Having lights, appliances and music move to our whims in an automated fashion, having our doctors become far less error-prone and far more capable, our clothing more customized and better fitting, our energy bills lower, and having little flying robots that both serve and protect will be our future by 2025.
The world will be more virtual and far more automated, although likely both far less private and far safer than the world is today.
It is shows like Demo that can give us a feel for this future and help us get ready and maybe even derive more benefits from this future world. Given that it is coming regardless, we might as well benefit from it. The alternative — pretending the changes aren’t occurring — never has worked that well.
Product of the Week: DJI Inspire 1 Drone
We are up to our armpits in drones, but the DJI Inspire 1 Drone stands above the rest when it comes to capability. DJI’s Phantom Series is currently the most popular hobbyist drone line in the market, and if you see someone flying a drone at a park or event, it is likely to be one of those.
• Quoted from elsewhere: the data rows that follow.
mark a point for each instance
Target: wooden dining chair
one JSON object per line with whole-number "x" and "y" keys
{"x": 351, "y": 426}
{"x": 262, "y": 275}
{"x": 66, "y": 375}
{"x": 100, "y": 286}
At just under $3K, this isn’t a cheap date but with high flying speeds and an optional follow me capability on spec — something you’ll likely see in virtually all high-end personal drones next year — the Inspire 1 provides the best picture and the greatest range from a known brand in the segment.
While I personally am more likely to buy the far less expensive Phantom II Vision+ (typically about a third of the price), the Inspire sets the benchmark for features and capability in a drone, and I recommend starting with it in order to determine the features and capabilities you absolutely need and those you can give up.
Both ground sensing and GPS positioning help you fly and recover the drone should you lose signal (it will automatically return to you). It has a range of up to a mile, a downward-firing 4K camera, and the ability to chase you up to 50 miles per hour — all critical to many drone users today. I often pick products I lust after for this segment, and I really lust for the DJI Inspire 1 Drone.